Hi all,
I’m somewhat new to Julia and Flux, and trying to train a model similar to a standard dense multi-layer neural network, but with sharing of some trainable parameters between layers.
To give a concrete example (not exactly what I want, but its close enough to illustrate the problem I’m facing in Flux):
The model has as parameters a sequence of matrices A_l and \Lambda_l, with the latter diagonal and positive-definite.
For layers l=1, ... , L-1:
x_{l+1} = \sigma (\Lambda_{l+1}^{-1} A_l \Lambda_l x_l)
and a final output layer
y = A_L \Lambda_L x_L
The main difficulty is that each matrix \Lambda_l for l=2, ..., L appears in both layer l and layer l-1. For this reason I cannot just use Chain, at least as far as I know.
What is the best way of coding this in Flux?

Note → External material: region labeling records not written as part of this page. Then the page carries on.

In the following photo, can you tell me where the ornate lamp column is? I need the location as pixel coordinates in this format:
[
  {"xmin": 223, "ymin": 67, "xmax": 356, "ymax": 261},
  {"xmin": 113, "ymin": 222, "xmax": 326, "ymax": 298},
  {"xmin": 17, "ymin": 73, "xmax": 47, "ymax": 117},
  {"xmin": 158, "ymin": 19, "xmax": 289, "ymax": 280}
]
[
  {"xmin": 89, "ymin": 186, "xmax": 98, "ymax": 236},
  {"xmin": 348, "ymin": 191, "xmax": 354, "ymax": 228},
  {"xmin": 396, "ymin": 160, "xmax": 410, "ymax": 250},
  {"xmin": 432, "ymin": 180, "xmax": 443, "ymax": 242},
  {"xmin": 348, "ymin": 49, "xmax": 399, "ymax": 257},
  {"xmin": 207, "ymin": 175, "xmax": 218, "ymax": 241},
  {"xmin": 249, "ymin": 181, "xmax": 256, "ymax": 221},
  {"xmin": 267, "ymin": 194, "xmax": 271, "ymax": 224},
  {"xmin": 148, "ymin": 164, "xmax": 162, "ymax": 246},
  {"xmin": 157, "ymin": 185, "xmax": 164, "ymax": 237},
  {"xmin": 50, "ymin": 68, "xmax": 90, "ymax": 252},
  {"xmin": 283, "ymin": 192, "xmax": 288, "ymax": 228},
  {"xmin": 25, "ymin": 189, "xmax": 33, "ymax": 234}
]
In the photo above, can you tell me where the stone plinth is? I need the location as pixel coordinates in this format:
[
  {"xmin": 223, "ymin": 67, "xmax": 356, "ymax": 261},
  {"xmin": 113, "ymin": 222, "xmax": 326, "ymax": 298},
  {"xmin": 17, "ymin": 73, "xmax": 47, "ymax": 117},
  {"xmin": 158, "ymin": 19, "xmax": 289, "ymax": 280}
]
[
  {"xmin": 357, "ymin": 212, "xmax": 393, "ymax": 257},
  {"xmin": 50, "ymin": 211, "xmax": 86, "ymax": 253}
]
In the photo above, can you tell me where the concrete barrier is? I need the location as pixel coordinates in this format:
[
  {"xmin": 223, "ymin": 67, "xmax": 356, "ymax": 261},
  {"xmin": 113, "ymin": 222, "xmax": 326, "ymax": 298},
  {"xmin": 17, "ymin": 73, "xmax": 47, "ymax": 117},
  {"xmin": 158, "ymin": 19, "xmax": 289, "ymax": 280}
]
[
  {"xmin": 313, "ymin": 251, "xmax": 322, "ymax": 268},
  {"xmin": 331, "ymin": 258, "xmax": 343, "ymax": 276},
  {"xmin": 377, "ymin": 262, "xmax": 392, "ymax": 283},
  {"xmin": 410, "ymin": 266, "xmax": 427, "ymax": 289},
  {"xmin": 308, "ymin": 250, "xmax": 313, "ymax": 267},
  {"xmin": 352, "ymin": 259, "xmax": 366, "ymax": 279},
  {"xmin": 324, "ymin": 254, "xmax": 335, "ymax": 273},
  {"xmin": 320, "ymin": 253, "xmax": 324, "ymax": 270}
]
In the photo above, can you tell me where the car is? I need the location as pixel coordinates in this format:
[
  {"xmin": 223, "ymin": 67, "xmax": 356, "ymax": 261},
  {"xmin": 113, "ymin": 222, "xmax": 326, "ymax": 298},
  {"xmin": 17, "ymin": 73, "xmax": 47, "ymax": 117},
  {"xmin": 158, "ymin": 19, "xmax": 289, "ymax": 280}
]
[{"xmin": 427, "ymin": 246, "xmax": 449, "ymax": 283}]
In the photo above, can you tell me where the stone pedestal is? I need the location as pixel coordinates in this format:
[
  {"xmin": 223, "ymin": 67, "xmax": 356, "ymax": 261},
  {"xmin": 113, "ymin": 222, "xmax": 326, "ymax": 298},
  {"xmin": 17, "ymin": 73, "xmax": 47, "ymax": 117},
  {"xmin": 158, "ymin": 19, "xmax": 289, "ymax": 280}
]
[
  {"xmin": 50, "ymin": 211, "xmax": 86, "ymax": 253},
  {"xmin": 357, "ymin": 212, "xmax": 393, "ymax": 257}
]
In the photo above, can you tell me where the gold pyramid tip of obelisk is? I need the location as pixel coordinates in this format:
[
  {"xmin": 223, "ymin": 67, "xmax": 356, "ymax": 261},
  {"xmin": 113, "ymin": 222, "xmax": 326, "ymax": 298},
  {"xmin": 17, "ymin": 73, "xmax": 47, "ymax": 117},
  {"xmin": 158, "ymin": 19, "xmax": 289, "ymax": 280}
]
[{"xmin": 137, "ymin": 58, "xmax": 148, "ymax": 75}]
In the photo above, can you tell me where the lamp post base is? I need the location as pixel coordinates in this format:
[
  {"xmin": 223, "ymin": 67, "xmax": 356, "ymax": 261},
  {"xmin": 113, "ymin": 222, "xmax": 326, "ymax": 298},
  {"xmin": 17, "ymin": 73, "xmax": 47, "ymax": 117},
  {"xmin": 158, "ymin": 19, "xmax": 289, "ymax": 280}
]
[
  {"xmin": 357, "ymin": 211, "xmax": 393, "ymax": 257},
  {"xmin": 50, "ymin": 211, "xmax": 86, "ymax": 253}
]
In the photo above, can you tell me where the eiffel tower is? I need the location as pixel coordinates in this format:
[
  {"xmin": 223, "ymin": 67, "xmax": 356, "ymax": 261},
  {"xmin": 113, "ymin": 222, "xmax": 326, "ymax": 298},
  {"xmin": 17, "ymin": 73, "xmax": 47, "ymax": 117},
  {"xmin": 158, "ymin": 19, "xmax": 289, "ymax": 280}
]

I have tried the code below. It works until the last line which gives the error
ERROR: Only reference types can be differentiated with
Params
.
I have searched for this error and no solutions I found address exactly this problem. I understand that the problem is related to having a vector of arrays in the struct defining the model. But is there a better way of representing such a structure with a flexible number of layers? Or is there a way of getting Flux to differentiate with respect to the arrays As and ds?
Grateful for any assistance!
using Flux
mutable struct Multi
As::Vector{Array{Float64}}
ds::Vector{Array{Float64}}
end
function (m::Multi)(x)
L = length(m.As)
for l = 1:(L-1)
Λ = diagm(exp.(m.ds[l]))
V = diagm(exp.(-m.ds[l+1]))
A = m.As[l]
x = σ.( V * A * Λ * x )
end
Λ = diagm(exp.(m.ds[L]))
A = m.As[L]
return A * Λ *x
end
Flux.@functor Multi
m = Multi([randn(nh,ni), randn(no,nh)],[randn(ni), randn(nh)])
x = 0
y = 1
m(1) # check that the model evaluates
function loss(x,y)
ŷ = m(x)
sum((y .- ŷ)^2)
end
grads = gradient(() -> loss(x, y), params(m))
grads[1]